The eight were among 14 people charged with fraud on November 5 in a widening of an insider trading scandal that initially shook hedge funds in mid-October with the arrest of Galleon Management LP's billionaire founder Raj Rajaratnam.
The investigation ensnared hedge fund managers in New York and Silicon Valley executives in California as well as advisers.
A docket entry in Manhattan federal court of an order to continue in the interest of justice gave 30 days for defendants Zvi Goffer, Arthur Cutillo, Jason Goldfarb, Craig Drimal, Emanuel Goffer, Michael Kimelman and David Plate.
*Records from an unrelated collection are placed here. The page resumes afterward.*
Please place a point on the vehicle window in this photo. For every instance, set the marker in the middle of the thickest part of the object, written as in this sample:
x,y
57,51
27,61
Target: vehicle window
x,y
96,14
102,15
A similar separate entry was made for an eighth defendant, Ali Hariri, whose case will also continue until at least January 6.
In the largest branch of the investigation, Zvi Goffer, manager of New York-based trading firm Incremental Capital and nicknamed Octopussy, was accused of leading an insider trading ring that netted $11 million, according to prosecutors.
Goffer's lawyer, Cynthia Monaco, declined to comment on Monday.
The government may bring an indictment during the next month, or the parties could reach a resolution of the case, or it could be extended for one more month into February.
Five defendants have pleaded guilty and are cooperating with prosecutors. Another is believed to be in India and has not made any court appearances in the United States.
The cases are USA v Zvi Goffer et al, U.S. District Court for the Southern District of New York, No. 09-02438.
USA v Ali Hariri, U.S. District Court for the Southern District of New York, No. 09-02436.